Mesh Restoration Planning with St*Mesh
Mesh restoration is a technique for restoring failed services by using shared spare resources in a system-wide efficient manner. In circuit assignment for optical networks, for example, recovery from failures is one of the requirements in finding the best circuit path for each demand while sharing the resources required for recovery. Smart solutions usually cost much less than simple ones. St*Mesh is a constraint-programming optimization tool that solves a general class of restoration planning problems.
A case study is shown here to compare the bandwidth requirements for a number of currently-deployed mesh restoration techniques with the ones generated by St*Mesh. Unless the mesh network is designed with the right algorithms and capacity checks, network restoration can fail when there isn't enough bandwidth on the selected backup path.
The amount of spare bandwidth required for backup can vary significantly. For example, for an all-to-all uniform traffic distribution in a 13 node, 23 link network, the ratio of spare (restoration) bandwidth to the (shortest path) working bandwidth is given for various restoration types in the following chart.
For this (Net 3) sample network, there are three different types of path restoration: Optimal Path (backup paths are chosen to minimize total spare capacity), MPLS Path (shortest backup path disjoint from working path), and Ded Path (no sharing of bandwidth on backup paths).

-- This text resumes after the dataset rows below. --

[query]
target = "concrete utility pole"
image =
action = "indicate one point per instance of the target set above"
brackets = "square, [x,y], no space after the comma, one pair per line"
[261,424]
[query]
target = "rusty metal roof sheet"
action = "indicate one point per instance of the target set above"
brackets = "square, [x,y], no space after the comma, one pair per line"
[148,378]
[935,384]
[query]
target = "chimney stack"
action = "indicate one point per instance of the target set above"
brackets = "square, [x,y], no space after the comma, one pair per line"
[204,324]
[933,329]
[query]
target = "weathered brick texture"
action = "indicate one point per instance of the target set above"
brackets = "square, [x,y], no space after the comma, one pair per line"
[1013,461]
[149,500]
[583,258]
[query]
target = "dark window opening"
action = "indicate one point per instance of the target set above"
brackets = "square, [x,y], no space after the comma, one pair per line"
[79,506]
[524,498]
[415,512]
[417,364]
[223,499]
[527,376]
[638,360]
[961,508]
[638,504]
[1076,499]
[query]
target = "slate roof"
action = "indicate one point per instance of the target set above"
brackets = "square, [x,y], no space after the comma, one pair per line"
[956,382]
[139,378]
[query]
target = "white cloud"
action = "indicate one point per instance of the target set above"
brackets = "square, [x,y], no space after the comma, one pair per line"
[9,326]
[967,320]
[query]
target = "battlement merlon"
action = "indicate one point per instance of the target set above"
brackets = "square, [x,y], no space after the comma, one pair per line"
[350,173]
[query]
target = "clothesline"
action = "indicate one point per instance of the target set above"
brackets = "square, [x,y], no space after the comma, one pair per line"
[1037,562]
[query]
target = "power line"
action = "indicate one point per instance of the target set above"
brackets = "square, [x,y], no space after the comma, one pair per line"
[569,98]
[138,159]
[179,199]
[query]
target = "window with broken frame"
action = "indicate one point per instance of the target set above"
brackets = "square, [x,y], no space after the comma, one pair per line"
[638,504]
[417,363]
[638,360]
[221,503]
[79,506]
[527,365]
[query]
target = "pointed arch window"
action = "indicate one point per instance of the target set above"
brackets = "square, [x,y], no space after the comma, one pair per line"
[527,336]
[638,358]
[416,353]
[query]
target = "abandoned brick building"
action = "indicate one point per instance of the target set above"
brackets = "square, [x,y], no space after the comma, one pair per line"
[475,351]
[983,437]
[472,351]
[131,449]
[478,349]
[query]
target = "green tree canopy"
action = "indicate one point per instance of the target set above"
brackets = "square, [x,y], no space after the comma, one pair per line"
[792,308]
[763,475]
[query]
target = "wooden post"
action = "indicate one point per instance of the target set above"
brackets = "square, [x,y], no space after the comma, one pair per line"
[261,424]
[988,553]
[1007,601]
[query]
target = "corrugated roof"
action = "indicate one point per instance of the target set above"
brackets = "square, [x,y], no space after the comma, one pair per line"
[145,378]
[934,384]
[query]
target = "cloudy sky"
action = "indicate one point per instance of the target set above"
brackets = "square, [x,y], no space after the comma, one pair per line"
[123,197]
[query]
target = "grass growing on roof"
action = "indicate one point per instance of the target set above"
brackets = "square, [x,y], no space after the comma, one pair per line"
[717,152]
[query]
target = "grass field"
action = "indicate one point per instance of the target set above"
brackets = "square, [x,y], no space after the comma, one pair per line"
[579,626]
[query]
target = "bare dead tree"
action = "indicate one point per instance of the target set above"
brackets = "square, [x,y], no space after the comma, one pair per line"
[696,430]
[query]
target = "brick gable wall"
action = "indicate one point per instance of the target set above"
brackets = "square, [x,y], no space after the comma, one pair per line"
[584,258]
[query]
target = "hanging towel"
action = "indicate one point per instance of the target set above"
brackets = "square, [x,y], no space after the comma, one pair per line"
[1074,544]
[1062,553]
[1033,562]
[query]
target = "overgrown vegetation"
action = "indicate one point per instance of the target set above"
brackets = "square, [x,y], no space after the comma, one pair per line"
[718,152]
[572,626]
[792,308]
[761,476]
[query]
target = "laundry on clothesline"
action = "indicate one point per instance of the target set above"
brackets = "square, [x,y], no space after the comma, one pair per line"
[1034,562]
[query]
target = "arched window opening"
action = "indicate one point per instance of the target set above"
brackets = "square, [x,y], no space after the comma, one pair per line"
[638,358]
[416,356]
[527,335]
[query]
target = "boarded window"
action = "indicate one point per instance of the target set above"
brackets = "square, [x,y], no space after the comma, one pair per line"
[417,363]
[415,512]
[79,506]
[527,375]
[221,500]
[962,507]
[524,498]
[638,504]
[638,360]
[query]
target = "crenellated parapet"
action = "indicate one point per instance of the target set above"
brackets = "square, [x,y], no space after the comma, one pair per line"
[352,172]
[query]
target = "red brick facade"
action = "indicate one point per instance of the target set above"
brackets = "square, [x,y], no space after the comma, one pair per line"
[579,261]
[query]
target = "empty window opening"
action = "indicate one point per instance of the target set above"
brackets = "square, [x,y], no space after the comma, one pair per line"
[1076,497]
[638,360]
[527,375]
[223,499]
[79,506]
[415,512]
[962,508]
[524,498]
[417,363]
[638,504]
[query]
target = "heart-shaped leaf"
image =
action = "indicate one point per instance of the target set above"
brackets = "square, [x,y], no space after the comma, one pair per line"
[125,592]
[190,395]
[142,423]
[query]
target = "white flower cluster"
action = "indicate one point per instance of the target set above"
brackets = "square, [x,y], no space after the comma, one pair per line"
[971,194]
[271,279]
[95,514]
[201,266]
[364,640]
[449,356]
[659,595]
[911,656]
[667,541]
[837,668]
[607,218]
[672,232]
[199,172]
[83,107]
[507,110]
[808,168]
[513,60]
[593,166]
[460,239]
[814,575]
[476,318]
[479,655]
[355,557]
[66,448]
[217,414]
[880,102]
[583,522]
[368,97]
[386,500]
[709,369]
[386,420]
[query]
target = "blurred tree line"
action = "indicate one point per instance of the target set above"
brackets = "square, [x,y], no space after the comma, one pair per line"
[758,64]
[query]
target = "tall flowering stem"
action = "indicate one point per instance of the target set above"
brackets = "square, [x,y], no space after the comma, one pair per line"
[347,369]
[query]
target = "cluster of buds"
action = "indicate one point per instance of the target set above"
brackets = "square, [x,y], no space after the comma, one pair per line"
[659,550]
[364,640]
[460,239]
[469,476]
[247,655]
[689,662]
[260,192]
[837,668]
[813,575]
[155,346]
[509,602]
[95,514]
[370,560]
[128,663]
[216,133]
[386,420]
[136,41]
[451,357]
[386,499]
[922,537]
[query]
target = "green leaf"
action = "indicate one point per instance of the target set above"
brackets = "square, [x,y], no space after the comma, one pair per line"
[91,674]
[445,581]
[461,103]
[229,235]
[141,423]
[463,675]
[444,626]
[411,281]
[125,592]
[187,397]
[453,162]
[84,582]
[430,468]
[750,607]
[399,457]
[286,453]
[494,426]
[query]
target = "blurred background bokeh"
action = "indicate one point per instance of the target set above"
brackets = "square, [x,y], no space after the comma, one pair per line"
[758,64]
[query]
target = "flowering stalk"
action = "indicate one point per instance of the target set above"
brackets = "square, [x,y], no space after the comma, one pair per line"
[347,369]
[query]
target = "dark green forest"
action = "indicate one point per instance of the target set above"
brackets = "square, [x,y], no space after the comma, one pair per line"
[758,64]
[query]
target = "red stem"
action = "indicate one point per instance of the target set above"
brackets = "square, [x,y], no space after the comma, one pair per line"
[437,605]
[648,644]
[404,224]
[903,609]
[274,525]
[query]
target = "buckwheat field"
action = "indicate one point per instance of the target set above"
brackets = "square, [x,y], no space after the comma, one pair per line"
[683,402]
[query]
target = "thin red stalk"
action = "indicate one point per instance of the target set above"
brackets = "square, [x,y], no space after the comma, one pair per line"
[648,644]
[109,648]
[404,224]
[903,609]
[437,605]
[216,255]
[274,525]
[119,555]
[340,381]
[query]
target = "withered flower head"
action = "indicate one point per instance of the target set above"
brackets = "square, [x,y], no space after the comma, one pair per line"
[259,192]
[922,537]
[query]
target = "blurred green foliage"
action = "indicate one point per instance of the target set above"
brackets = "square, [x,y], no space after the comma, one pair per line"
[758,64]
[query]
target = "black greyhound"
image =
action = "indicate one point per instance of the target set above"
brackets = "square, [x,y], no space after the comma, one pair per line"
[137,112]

In these three cases, the new path is chosen at the endpoints of the demand (or LSP in MPLS networks) and is completely disjoint from the working path. There are also three types of link restoration (Optimal Link, MPLS FRR, and Ded Link) that are defined similarly, except that the endpoints of the failed link are used as switching points.
The algorithm in St*Mesh is designed for the more general case where the logical topology of links between switches is different than the underlying physical topology. See the discussion section below for more information on the general case.

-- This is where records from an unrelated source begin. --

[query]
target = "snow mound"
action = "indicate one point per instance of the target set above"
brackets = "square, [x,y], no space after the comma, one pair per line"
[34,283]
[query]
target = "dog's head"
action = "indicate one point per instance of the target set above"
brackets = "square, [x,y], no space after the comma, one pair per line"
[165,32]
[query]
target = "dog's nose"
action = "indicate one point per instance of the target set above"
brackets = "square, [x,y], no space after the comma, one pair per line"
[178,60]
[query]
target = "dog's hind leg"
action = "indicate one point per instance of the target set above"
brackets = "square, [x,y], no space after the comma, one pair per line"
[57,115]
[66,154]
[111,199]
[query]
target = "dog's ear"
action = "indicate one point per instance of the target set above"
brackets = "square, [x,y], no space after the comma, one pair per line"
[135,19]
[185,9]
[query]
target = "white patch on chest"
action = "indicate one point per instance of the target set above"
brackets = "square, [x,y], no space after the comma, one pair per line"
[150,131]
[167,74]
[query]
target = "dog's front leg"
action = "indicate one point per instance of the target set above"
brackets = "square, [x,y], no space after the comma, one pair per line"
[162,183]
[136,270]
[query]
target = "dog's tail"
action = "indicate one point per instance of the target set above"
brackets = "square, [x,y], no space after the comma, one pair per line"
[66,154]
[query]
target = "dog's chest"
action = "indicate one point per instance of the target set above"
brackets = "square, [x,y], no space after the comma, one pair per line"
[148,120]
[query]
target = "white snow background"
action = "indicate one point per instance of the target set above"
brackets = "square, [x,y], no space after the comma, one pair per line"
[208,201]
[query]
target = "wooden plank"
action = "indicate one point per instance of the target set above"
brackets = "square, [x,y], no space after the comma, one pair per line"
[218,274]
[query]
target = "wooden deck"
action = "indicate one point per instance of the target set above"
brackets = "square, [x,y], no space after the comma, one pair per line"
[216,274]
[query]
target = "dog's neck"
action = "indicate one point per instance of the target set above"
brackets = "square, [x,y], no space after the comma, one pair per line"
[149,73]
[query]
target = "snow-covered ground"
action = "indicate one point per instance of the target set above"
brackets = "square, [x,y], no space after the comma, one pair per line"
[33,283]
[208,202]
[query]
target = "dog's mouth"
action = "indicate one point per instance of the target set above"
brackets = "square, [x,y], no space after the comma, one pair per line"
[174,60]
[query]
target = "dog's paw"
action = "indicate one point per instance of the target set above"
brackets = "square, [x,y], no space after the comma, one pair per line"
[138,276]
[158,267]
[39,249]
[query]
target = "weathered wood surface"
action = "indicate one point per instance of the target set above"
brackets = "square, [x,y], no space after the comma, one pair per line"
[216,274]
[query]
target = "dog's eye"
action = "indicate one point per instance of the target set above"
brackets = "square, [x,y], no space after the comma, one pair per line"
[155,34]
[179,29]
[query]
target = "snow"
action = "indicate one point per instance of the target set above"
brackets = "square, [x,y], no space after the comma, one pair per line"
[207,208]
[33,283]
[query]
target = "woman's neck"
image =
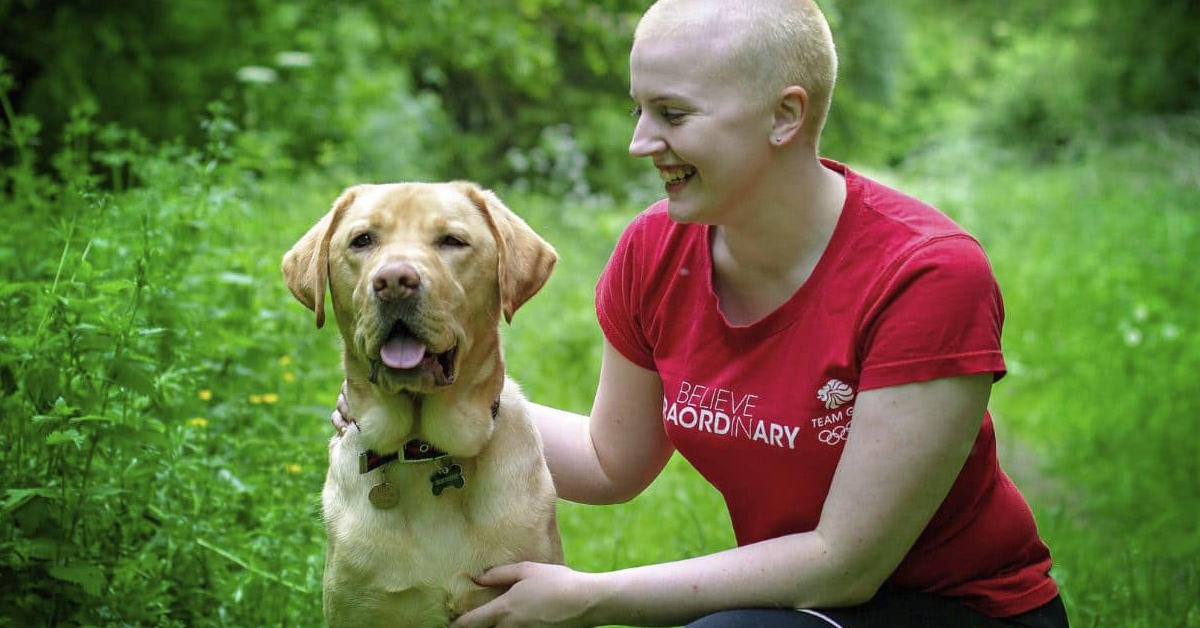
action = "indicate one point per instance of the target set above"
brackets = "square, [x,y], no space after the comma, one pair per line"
[760,261]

The chart below shows that St*Mesh produces very efficient mesh restoration designs even when the logical and physical topologies are the same. Using the same network as shown above, here's a comparison of St*Mesh with a simulated annealing (SA) and a fast heuristic algorithm (SSR), compared to the Optimal Path method shown above:
In this one example, the St*Mesh algorithm performs quite well. Actually, all of them are much better than the MPLS design shown above. St*Mesh also supports capacity modularities (links with capacity larger than individual demand bandwidth) and express links (which connect two non-adjacent nodes along an existing physical path). Designs with modular capacity tend to achieve efficiency between the (non-modular) St*Mesh and (non-modular) SSR.

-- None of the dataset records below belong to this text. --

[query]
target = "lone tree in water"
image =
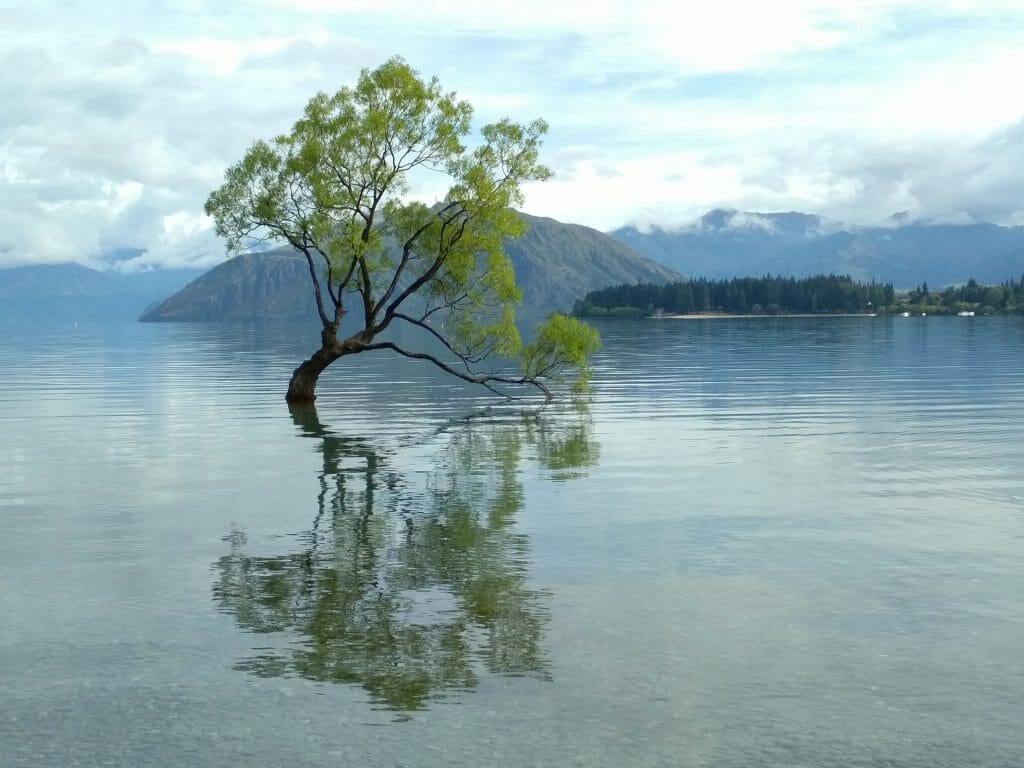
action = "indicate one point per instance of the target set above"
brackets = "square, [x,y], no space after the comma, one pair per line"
[335,188]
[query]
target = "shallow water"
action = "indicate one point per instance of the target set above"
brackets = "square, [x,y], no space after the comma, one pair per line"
[793,542]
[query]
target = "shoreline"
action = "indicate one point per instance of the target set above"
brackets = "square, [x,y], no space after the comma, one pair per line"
[721,315]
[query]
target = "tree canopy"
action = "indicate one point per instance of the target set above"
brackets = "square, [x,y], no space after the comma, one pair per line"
[336,189]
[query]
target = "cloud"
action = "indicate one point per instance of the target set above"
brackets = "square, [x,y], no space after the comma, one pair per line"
[123,117]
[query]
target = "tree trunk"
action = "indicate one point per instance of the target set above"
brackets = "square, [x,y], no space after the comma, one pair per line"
[302,387]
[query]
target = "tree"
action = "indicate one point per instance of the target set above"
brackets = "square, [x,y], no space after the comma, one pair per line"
[335,189]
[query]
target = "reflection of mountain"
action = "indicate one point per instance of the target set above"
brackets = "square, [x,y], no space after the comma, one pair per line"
[406,591]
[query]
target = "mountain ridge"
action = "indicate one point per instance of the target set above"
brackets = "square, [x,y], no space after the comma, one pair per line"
[728,243]
[555,264]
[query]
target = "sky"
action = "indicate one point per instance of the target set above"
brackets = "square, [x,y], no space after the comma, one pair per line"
[118,119]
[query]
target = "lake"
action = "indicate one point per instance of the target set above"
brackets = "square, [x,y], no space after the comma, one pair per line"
[772,542]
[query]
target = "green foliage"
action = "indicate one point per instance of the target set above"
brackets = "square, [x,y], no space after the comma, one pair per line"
[769,295]
[336,188]
[1007,298]
[561,342]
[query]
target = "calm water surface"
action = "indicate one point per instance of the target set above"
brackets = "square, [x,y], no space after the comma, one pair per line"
[760,543]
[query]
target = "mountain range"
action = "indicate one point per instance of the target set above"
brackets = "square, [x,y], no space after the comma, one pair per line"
[726,243]
[64,294]
[555,264]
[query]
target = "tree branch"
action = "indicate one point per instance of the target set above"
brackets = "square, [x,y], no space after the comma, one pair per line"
[484,379]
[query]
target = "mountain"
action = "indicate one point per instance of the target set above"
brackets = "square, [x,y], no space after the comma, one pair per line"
[555,264]
[727,243]
[65,294]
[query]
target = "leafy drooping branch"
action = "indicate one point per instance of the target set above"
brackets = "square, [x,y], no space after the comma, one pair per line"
[336,189]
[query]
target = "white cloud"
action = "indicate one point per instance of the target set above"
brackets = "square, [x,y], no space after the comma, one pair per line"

Indeed, it was the vital role of express links in reducing the cost of networks that motivated the design of St*Mesh. In many restoration algorithms, demands are assigned restoration paths sequentially, but the order of assignment is not given a priori. For each demand, when it is time to assign its restoration path, the least cost feasible path is chosen. This choice may take into account previously-assigned spare capacity. If it is a greedy algorithm, which are the simplest to implement, capacity deployed to support previous assignments is considered free for the current demand, and no consideration of future demand assignments is made.
Some assignment orders may lead to efficient designs, whereas other orders may not. I call this the demand-order bias. A common technique is to try many different orders and pick the best design. But if you think about the number of ways of ordering demands, any arbitrary ordering is likely to be sub-optimal.
Express links make it even harder for greedy algorithms to perform well. Since an express link covered the same path as a sequence of conventional links, it is usually cheaper than the sequence of links in traversing the path. Greedy algorithms will gravitate to these express links. But the efficiency of any mesh restoration algorithm depends on the sharing of spare capacity across independent failures, and greedy algorithms do not take bandwidth sharing into account. St*Mesh does.
What's particularly exciting about St*Mesh is that its constraint-based decision methodology can be applied to more general systems, particularly when an existing system of services and resources needs to be transitioned to a more efficient design.